Use a normal printer
Use a MXW01 thermal printer (WIP)
UNBREAKABLE: OTP cryptography is one of the only truly unbreakable cryptographic algorithms in existence (of course, it can be broken by giving away the message or key.)
Using a pre-shared key greater than or equal to the length of your plaintext is a Cold War-era method
of sending unbreakable messages. With some modern web technology and the power of
WebCrypto for
a CSPRNG,
you can easily genrate pads to share with your friends, so you can exercise your right to speak without uninvited listeners.
To acheive information-theoretic security, a few conditions must be met:
- The key must be at least as long as the plaintext.
- The key must be truly random: WebCrypto takes care of this.
- The no part of the key may ever be reused: cross out numbers after you use them!
- The key must be exchanged securely, and kept secret: destroy your keys when you're done with them! May I suggest the toilet?
Usage:
A one-time pad will consist of a series of numbers in a given range, i.e. 01, 02, 03, 04, etc. Each pad is also named for your conveience. Print 2 copies of a pad, and give one to your friend over a secure channel, ideally in person.

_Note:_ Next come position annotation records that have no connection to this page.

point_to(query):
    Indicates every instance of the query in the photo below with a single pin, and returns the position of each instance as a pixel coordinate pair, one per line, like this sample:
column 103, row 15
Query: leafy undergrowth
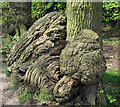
column 32, row 96
column 111, row 82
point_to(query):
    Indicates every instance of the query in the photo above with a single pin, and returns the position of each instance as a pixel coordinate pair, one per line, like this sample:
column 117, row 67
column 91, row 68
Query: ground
column 111, row 46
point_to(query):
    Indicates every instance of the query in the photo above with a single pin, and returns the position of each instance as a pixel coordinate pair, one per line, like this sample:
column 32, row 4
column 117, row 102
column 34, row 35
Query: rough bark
column 70, row 73
column 85, row 15
column 35, row 57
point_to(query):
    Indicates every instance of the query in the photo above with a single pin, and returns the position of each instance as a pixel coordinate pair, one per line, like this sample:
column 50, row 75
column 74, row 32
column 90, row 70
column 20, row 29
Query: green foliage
column 30, row 95
column 41, row 96
column 8, row 44
column 6, row 72
column 39, row 9
column 112, row 92
column 112, row 77
column 113, row 95
column 25, row 97
column 111, row 11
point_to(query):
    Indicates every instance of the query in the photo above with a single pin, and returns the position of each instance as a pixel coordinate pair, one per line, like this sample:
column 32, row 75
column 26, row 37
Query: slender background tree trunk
column 81, row 15
column 85, row 15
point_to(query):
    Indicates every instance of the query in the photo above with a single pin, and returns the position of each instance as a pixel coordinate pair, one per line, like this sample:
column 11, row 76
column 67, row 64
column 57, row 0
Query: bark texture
column 83, row 15
column 36, row 55
column 86, row 15
column 67, row 71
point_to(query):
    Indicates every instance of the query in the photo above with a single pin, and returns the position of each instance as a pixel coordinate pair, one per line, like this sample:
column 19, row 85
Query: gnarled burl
column 44, row 59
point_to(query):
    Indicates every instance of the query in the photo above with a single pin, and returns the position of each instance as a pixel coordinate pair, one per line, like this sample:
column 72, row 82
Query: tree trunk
column 85, row 15
column 19, row 18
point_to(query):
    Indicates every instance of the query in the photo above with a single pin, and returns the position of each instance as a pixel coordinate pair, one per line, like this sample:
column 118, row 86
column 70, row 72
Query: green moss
column 112, row 77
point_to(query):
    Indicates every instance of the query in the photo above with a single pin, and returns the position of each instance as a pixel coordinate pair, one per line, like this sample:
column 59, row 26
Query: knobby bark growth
column 70, row 71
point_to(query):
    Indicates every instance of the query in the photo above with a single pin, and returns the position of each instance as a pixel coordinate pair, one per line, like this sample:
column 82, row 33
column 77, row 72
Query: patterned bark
column 44, row 59
column 36, row 55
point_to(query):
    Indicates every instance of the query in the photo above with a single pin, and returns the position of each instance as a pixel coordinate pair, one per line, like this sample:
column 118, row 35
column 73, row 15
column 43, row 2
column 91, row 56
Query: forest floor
column 111, row 50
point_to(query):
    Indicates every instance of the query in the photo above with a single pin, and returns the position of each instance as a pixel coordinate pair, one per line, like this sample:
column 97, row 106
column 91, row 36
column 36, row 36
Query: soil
column 111, row 53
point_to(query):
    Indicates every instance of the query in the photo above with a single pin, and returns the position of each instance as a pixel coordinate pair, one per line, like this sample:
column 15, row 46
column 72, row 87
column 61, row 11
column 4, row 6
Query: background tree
column 85, row 15
column 17, row 17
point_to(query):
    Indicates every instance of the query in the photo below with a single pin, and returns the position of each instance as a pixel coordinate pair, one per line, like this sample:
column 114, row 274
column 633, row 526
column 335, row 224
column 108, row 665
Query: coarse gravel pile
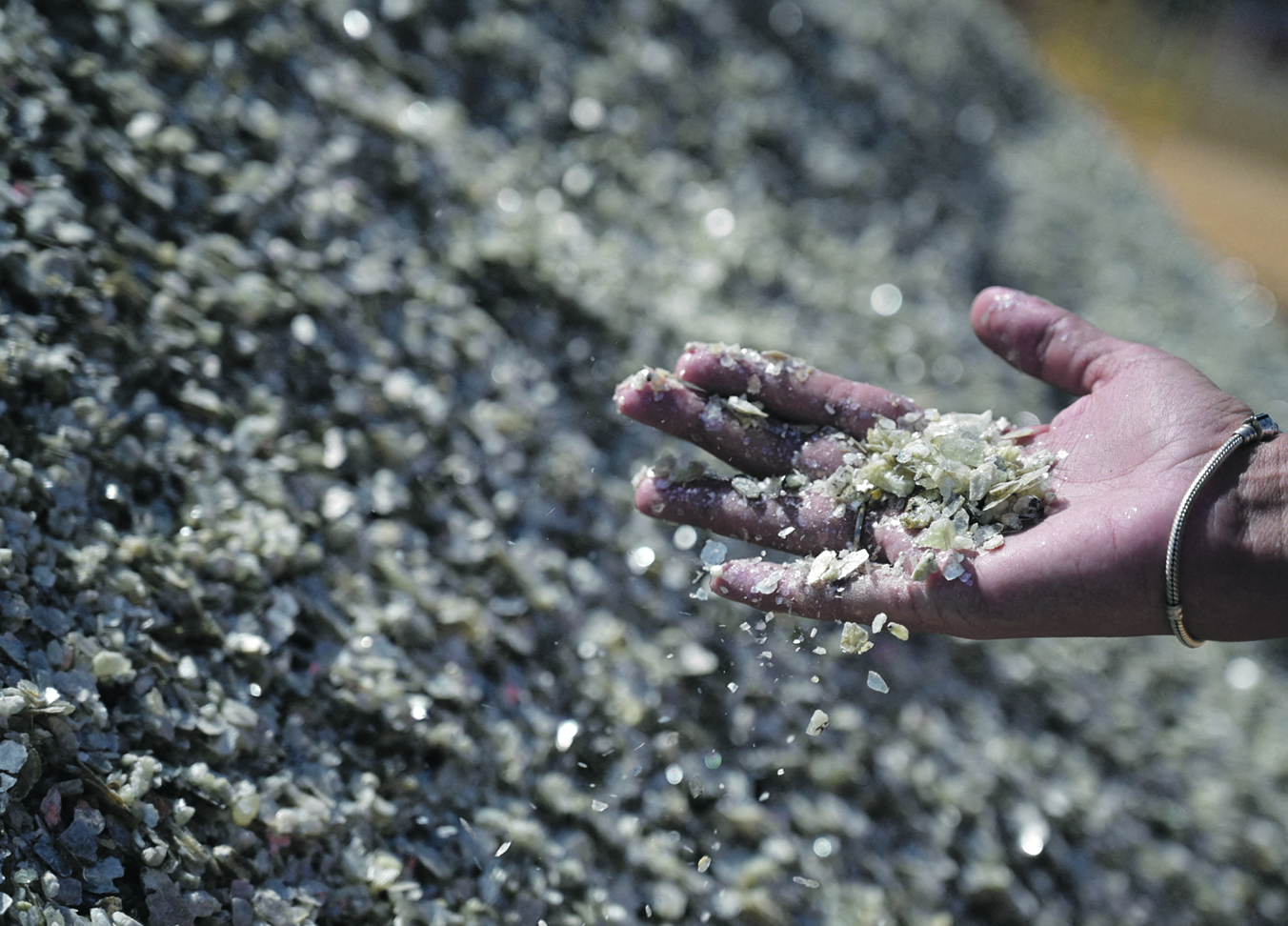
column 324, row 599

You also need to agree on a set of characters to support, i.e. a-z, space, 0-9 and some symbols (this can be done publicly). You will turn this into a key by aligning it with sequential numbers:
| 00 | 01 | ... | 25 | 26 | 27 | ... | 37 | 38 | 39 | 40 |
| a | b | ... | z | [space] | 0 | ... | 9 | . | ! | ? |
TIP: keep this key in mind when you decide the range of your OTP. For example, our ideal range would be [0,40], and not a bit smaller.
Now to encode your message take the number of associated with the first character of your plaintext, and perform modular addition with the next number in your OTP, mod the length of your character set, then take the character associated with that number:
a -> 00 (number associated with "a") + 01 (next number in the OTP) = 01 -> b (character associated with the number 01)
Repeat this with every character of your plaintext, crossing out every number on the OTP that you've used.
Congratulations! you now have a securely encrypted message! Go flush the pad, or save whats left if you care about the environment.
Pitfalls/warnings:
- OTP cryptography is only as secure as you keep the pads. Don't let anyone except for intended recipients see them, and destroy them after use!
- If you have a number out of range of your key and thus not associated with any character, discard it. As tempting as it may be to modulo here, modulo bias will break your perfect security!
- Almost every printer uses some form of printer steganography. This means that one-time pads printed on a normal printer can be tracked back to your printer!